Ketersingkiran ‘Quasi’ Kekuasaan Politik Dinasti
Sama seperti nasibnya dengan PPP, Golkar dan PAN pun tengah ditinggalkan oleh akar-akar rumput pendukungnya. Ibarat pohon beringin yang sudah renta, bakal roboh tumbang karena di akarnya sudah keropos dan rapuh. Dan tengah terjadi exodus akar-akar rumput pendukungnya ke Anis-Cak Imin dan KPP pula.
Untungnya di KPP, PD hengkang dan AHY tak jadi pasangan Anies. Lihat efek negatifnya, PD dan AHY hanya telah menimbulkan “gempa tektonik” berkekuatan di atas lima skala richter di KPP.
Hanya dikarenakan adanya ahli strategi politik Surya Paloh yang juga sebagai pembelot ulung yang melawan dari kekuatan koloni eks-partai oligarki, keputusannya untuk menetapkan bergabungnya PKB ke Nasdem, adalah strategi jitu politik yang telah “menghancurkan” peta kekuatan politik di koalisi partai-partai eks-oligarki menjadi “hazard”, berkabut tebal mengaburkan arah dan haluan kemenangan mereka. Kenapa?
Entitas esensial dan substansial semuanya yang menjadi penyebab bak keterkaitan ikatan politik kausalitas, adalah dikarenakan Puan Maharani, AHY dan Gibran, ketiganya adalah representasi politik dinasti.
Yang sesungguhnya sudah basi dan tidak laku sebagai daya guna “jualan” politik di tengah-tengah dinamika perkembangan teori akademis dan praksis modernisasi sosio-politik di mana pun di seluruh belahan dunia, terutama khususnya di negeri-negeri baik berbentuk republik maupun federasi yang berpaham demokrasi.

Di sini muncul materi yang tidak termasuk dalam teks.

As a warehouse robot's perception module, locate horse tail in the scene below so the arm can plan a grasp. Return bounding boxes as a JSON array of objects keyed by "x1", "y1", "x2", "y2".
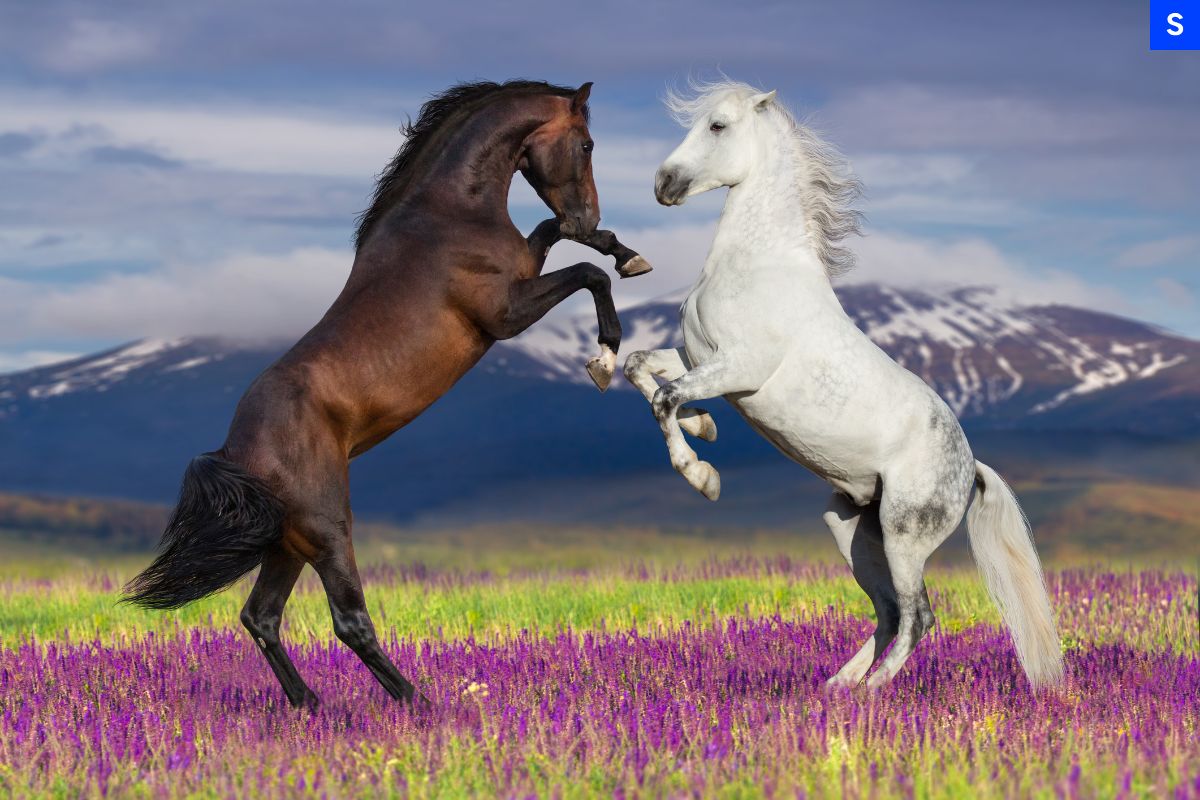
[
  {"x1": 121, "y1": 453, "x2": 283, "y2": 609},
  {"x1": 967, "y1": 461, "x2": 1063, "y2": 688}
]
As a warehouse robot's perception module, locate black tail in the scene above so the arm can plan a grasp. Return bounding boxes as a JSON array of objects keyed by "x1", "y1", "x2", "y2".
[{"x1": 122, "y1": 453, "x2": 283, "y2": 608}]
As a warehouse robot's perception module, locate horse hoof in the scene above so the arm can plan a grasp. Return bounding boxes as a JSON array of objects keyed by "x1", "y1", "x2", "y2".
[
  {"x1": 617, "y1": 255, "x2": 654, "y2": 278},
  {"x1": 683, "y1": 461, "x2": 721, "y2": 501},
  {"x1": 587, "y1": 344, "x2": 617, "y2": 391},
  {"x1": 678, "y1": 408, "x2": 716, "y2": 441}
]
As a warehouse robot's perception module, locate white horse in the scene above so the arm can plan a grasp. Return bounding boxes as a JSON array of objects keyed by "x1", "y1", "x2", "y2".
[{"x1": 625, "y1": 82, "x2": 1063, "y2": 688}]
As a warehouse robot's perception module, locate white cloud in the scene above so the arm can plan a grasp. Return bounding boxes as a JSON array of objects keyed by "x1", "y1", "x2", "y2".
[
  {"x1": 842, "y1": 233, "x2": 1129, "y2": 313},
  {"x1": 1154, "y1": 278, "x2": 1196, "y2": 308},
  {"x1": 38, "y1": 18, "x2": 158, "y2": 73},
  {"x1": 0, "y1": 350, "x2": 83, "y2": 374},
  {"x1": 12, "y1": 247, "x2": 353, "y2": 342},
  {"x1": 1112, "y1": 236, "x2": 1200, "y2": 267},
  {"x1": 0, "y1": 90, "x2": 403, "y2": 178}
]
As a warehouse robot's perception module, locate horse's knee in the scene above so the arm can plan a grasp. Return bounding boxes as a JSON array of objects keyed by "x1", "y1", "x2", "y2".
[
  {"x1": 583, "y1": 264, "x2": 612, "y2": 291},
  {"x1": 334, "y1": 614, "x2": 376, "y2": 652},
  {"x1": 241, "y1": 603, "x2": 281, "y2": 648},
  {"x1": 623, "y1": 350, "x2": 649, "y2": 383},
  {"x1": 650, "y1": 381, "x2": 680, "y2": 421}
]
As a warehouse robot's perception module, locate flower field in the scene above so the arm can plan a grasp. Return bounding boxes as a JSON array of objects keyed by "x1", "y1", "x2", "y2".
[{"x1": 0, "y1": 558, "x2": 1200, "y2": 798}]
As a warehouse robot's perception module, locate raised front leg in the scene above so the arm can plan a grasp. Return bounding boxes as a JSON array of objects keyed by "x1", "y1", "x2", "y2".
[
  {"x1": 526, "y1": 219, "x2": 654, "y2": 278},
  {"x1": 650, "y1": 359, "x2": 769, "y2": 500},
  {"x1": 625, "y1": 348, "x2": 716, "y2": 441},
  {"x1": 575, "y1": 230, "x2": 654, "y2": 278},
  {"x1": 492, "y1": 261, "x2": 620, "y2": 391}
]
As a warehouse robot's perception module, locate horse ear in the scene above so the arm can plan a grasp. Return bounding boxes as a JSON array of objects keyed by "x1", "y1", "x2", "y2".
[
  {"x1": 750, "y1": 89, "x2": 776, "y2": 112},
  {"x1": 571, "y1": 80, "x2": 592, "y2": 114}
]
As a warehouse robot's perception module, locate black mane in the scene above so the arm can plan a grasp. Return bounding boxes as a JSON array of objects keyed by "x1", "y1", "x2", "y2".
[{"x1": 354, "y1": 80, "x2": 587, "y2": 248}]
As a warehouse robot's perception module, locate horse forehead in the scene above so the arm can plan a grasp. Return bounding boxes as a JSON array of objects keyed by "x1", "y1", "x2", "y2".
[{"x1": 697, "y1": 92, "x2": 746, "y2": 122}]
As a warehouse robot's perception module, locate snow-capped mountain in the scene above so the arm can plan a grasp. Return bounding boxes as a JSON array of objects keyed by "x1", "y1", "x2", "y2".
[
  {"x1": 0, "y1": 284, "x2": 1200, "y2": 519},
  {"x1": 509, "y1": 283, "x2": 1200, "y2": 433}
]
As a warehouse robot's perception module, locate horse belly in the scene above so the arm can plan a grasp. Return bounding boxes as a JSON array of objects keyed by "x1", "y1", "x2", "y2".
[{"x1": 728, "y1": 359, "x2": 889, "y2": 503}]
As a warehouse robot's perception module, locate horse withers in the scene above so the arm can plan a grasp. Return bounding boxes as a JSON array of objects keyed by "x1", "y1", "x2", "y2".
[{"x1": 125, "y1": 80, "x2": 650, "y2": 705}]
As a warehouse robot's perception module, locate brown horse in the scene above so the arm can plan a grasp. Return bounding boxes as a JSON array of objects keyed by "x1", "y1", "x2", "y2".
[{"x1": 125, "y1": 80, "x2": 649, "y2": 705}]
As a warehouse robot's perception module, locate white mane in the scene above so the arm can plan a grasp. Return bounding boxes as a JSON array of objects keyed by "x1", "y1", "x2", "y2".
[{"x1": 664, "y1": 79, "x2": 863, "y2": 277}]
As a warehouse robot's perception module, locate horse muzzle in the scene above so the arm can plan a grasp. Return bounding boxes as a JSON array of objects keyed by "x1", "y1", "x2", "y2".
[{"x1": 654, "y1": 169, "x2": 691, "y2": 205}]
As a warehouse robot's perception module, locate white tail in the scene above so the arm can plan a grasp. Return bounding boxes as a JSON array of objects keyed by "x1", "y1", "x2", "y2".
[{"x1": 967, "y1": 461, "x2": 1063, "y2": 688}]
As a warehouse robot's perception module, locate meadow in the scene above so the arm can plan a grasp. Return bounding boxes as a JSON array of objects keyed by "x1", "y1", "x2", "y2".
[{"x1": 0, "y1": 531, "x2": 1200, "y2": 798}]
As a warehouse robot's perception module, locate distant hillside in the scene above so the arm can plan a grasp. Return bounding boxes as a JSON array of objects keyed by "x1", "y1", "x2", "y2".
[{"x1": 0, "y1": 284, "x2": 1200, "y2": 527}]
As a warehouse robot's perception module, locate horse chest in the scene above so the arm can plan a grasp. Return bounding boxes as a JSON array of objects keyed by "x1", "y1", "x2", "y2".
[{"x1": 679, "y1": 273, "x2": 762, "y2": 363}]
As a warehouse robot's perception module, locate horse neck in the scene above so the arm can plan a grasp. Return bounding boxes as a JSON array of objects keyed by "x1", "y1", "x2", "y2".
[
  {"x1": 407, "y1": 97, "x2": 553, "y2": 219},
  {"x1": 713, "y1": 133, "x2": 829, "y2": 284}
]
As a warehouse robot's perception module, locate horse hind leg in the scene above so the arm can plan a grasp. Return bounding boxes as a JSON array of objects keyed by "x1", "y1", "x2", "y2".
[
  {"x1": 304, "y1": 525, "x2": 428, "y2": 705},
  {"x1": 241, "y1": 546, "x2": 317, "y2": 708},
  {"x1": 868, "y1": 485, "x2": 961, "y2": 688},
  {"x1": 824, "y1": 493, "x2": 900, "y2": 686}
]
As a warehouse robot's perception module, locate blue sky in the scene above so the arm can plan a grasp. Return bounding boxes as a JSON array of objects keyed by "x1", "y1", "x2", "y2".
[{"x1": 0, "y1": 0, "x2": 1200, "y2": 371}]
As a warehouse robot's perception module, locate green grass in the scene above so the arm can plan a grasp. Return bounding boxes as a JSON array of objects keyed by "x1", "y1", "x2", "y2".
[{"x1": 0, "y1": 556, "x2": 1196, "y2": 651}]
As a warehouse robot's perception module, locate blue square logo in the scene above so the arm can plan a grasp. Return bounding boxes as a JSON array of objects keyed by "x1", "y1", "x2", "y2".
[{"x1": 1150, "y1": 0, "x2": 1200, "y2": 50}]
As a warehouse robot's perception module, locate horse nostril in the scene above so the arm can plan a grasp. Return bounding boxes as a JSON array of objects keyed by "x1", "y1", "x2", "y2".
[{"x1": 654, "y1": 169, "x2": 676, "y2": 204}]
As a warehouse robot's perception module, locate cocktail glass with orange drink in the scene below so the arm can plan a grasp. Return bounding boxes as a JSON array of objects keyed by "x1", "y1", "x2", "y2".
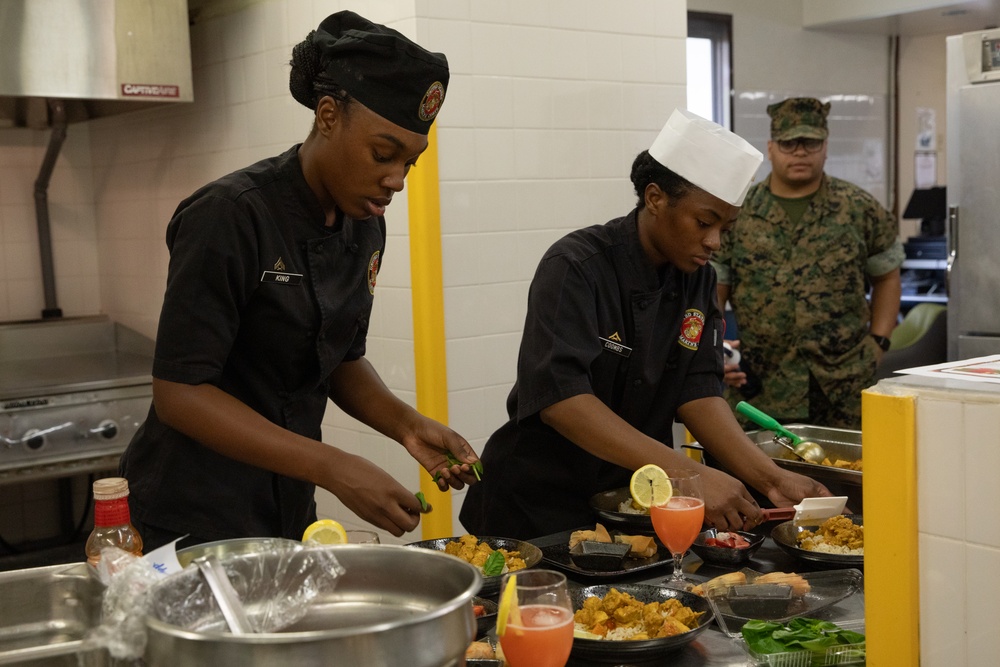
[
  {"x1": 649, "y1": 470, "x2": 705, "y2": 589},
  {"x1": 497, "y1": 570, "x2": 573, "y2": 667}
]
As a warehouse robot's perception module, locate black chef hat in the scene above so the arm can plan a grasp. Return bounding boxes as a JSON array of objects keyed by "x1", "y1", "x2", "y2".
[{"x1": 313, "y1": 11, "x2": 448, "y2": 134}]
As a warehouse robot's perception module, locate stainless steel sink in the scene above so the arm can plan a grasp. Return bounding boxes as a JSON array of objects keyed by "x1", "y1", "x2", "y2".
[{"x1": 0, "y1": 563, "x2": 110, "y2": 667}]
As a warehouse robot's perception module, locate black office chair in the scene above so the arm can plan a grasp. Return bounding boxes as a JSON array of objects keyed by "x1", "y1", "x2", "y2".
[{"x1": 875, "y1": 303, "x2": 948, "y2": 380}]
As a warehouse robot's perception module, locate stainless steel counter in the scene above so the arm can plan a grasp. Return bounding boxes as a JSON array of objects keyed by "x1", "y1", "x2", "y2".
[{"x1": 0, "y1": 534, "x2": 864, "y2": 667}]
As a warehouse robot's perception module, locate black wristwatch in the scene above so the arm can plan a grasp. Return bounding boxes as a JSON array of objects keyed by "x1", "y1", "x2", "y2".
[{"x1": 871, "y1": 334, "x2": 892, "y2": 352}]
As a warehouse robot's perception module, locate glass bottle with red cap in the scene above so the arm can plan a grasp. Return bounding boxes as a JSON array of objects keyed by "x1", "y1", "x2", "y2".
[{"x1": 85, "y1": 477, "x2": 142, "y2": 567}]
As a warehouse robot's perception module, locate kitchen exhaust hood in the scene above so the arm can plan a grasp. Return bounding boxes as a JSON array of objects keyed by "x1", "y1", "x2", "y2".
[{"x1": 0, "y1": 0, "x2": 194, "y2": 129}]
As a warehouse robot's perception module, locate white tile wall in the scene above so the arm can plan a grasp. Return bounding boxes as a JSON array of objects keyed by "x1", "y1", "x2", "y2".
[
  {"x1": 0, "y1": 0, "x2": 908, "y2": 552},
  {"x1": 904, "y1": 381, "x2": 1000, "y2": 667}
]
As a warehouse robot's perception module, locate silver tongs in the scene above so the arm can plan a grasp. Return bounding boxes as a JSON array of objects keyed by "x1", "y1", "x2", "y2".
[{"x1": 192, "y1": 555, "x2": 253, "y2": 635}]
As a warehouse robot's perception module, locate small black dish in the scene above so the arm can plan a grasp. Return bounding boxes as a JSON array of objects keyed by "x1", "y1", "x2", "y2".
[
  {"x1": 569, "y1": 540, "x2": 632, "y2": 571},
  {"x1": 729, "y1": 584, "x2": 792, "y2": 619},
  {"x1": 472, "y1": 597, "x2": 499, "y2": 639},
  {"x1": 691, "y1": 528, "x2": 766, "y2": 568}
]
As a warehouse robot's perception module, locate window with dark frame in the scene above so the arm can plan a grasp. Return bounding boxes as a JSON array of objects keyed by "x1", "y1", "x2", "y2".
[{"x1": 687, "y1": 12, "x2": 733, "y2": 129}]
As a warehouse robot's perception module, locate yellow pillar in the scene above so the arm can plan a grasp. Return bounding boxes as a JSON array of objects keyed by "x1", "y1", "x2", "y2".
[
  {"x1": 861, "y1": 390, "x2": 920, "y2": 666},
  {"x1": 406, "y1": 126, "x2": 453, "y2": 540}
]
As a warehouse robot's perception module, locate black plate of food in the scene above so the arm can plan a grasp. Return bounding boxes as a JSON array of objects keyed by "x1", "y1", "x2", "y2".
[
  {"x1": 406, "y1": 535, "x2": 542, "y2": 598},
  {"x1": 536, "y1": 530, "x2": 673, "y2": 581},
  {"x1": 771, "y1": 514, "x2": 865, "y2": 567},
  {"x1": 570, "y1": 584, "x2": 715, "y2": 665},
  {"x1": 705, "y1": 568, "x2": 864, "y2": 637},
  {"x1": 590, "y1": 486, "x2": 656, "y2": 535},
  {"x1": 691, "y1": 528, "x2": 765, "y2": 567}
]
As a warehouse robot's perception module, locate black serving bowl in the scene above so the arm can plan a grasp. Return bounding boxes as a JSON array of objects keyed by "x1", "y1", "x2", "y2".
[
  {"x1": 472, "y1": 597, "x2": 498, "y2": 639},
  {"x1": 729, "y1": 584, "x2": 792, "y2": 618},
  {"x1": 691, "y1": 528, "x2": 765, "y2": 568}
]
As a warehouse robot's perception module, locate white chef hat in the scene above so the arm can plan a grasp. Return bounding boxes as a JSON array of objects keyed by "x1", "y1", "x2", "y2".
[{"x1": 649, "y1": 109, "x2": 764, "y2": 206}]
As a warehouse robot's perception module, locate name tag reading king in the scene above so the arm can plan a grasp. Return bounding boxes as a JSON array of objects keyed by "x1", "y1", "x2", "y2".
[
  {"x1": 260, "y1": 271, "x2": 302, "y2": 285},
  {"x1": 601, "y1": 338, "x2": 632, "y2": 357}
]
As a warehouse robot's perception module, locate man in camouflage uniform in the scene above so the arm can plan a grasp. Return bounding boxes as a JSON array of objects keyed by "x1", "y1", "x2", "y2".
[{"x1": 712, "y1": 98, "x2": 904, "y2": 429}]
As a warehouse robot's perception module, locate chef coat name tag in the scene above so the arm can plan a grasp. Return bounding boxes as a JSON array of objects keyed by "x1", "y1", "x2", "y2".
[
  {"x1": 260, "y1": 271, "x2": 302, "y2": 285},
  {"x1": 601, "y1": 338, "x2": 632, "y2": 357}
]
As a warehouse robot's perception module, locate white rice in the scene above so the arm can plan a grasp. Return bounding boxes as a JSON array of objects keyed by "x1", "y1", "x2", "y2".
[
  {"x1": 575, "y1": 623, "x2": 643, "y2": 641},
  {"x1": 799, "y1": 535, "x2": 865, "y2": 556}
]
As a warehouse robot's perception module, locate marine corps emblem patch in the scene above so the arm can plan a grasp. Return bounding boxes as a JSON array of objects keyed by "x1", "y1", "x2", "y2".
[
  {"x1": 677, "y1": 308, "x2": 705, "y2": 350},
  {"x1": 368, "y1": 250, "x2": 379, "y2": 296},
  {"x1": 417, "y1": 81, "x2": 444, "y2": 121}
]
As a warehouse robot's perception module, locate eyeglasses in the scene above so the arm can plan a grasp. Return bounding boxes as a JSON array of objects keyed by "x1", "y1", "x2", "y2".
[{"x1": 774, "y1": 139, "x2": 825, "y2": 153}]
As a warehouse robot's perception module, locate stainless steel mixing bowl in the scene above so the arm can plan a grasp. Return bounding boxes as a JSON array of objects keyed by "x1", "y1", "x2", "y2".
[{"x1": 145, "y1": 544, "x2": 482, "y2": 667}]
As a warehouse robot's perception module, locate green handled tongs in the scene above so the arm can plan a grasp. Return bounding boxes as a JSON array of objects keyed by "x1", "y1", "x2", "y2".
[{"x1": 736, "y1": 401, "x2": 826, "y2": 463}]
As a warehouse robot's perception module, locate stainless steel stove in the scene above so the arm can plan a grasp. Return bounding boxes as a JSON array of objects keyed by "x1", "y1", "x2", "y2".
[{"x1": 0, "y1": 316, "x2": 153, "y2": 484}]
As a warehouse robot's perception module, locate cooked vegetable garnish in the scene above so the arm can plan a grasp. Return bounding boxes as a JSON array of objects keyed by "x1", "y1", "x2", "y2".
[
  {"x1": 434, "y1": 452, "x2": 483, "y2": 482},
  {"x1": 742, "y1": 617, "x2": 865, "y2": 658},
  {"x1": 483, "y1": 551, "x2": 506, "y2": 577}
]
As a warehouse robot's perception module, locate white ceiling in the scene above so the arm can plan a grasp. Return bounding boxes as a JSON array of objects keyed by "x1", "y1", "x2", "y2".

Termasuk, di negeri Republik Indonesia ini.
Politik dinasti itu akan hanya cocok penerapannya di negara kerajaan monarchi dan atau kerajaan, khilafah, karena kekuatan kepemimpinan kekuasaan keduanya dianggap bersenyawa dan bersentuhan dengan ruhnya Tuhan bahwa raja itu representasi Tuhan oleh rakyatnya.
Maka, dia tidak akan mudah goyah dalam sejarah regenerasi kepemimpinan kekuasaan itu selama beratus-ratus tahun hingga kini memainkan meninggalkan warisan kemakmuran bagi rakyatnya.
Dan dalam keniscayaan praksis politik yang faktual dan nyata, politik dinasti yang diterapkan di negara-negara pengusung demokrasi dengan penguasanya rezim dari sipil maupun militer itu, fakta terbuktikannya hanyalah berakibat kepada terjadinya: suatu bentuk pembohongan dan penyelewengan konstitusional.
Pengingkaran terhadap kedaulatan rakyat pengemban demokratisasi itu kemudian terkangkangi di negara-negara bercokol politik dinasti itu, ada dua:
Pertama, dalam perkembangan hanya menimbulkan dan memunculkan nagara itu menjadi represif, melahirkan negara dengan kepemimpinan rezim penguasa otoriter dengan otoritarianismenya.
Kedua, memunculkan tamu parasit yang tak diundang, lazimnya datang dan muncul dengan strategi politik latent , cara tak tercirikan dan tersembunyi, tapi tiba-tiba kemunculan kemudian melekat lengket sangat kuat bak lintah penghisap darah rakyatnya, kekuatan parasitisme oligarki korporasi yang telah melakukan “konspirasi persengkokolan politik dan ekonomi” dengan rezim penguasa dari dinasti politik itu.
Maka, seperti di negara kita yang hanya tinggal memakan waktu beberapa bulan lagi akan melewati kurun dan momentum transisi kepemimpinan dengan Pilpres 2024, akan tampak jelas dan terang di permukaan, bisa menjadi cara pandang, proyeksi dan perspektif politik bahwa Capres-cawapres siapa dan koalisi partai-partai apa yang posisinya paling jauh dari lingkaran keterkunkungan politik otoriter dari akibat kekuasaan politik dinasti itulah yang akan memenangkannya di kancah Pilpres dan Pemilu 2024 itu.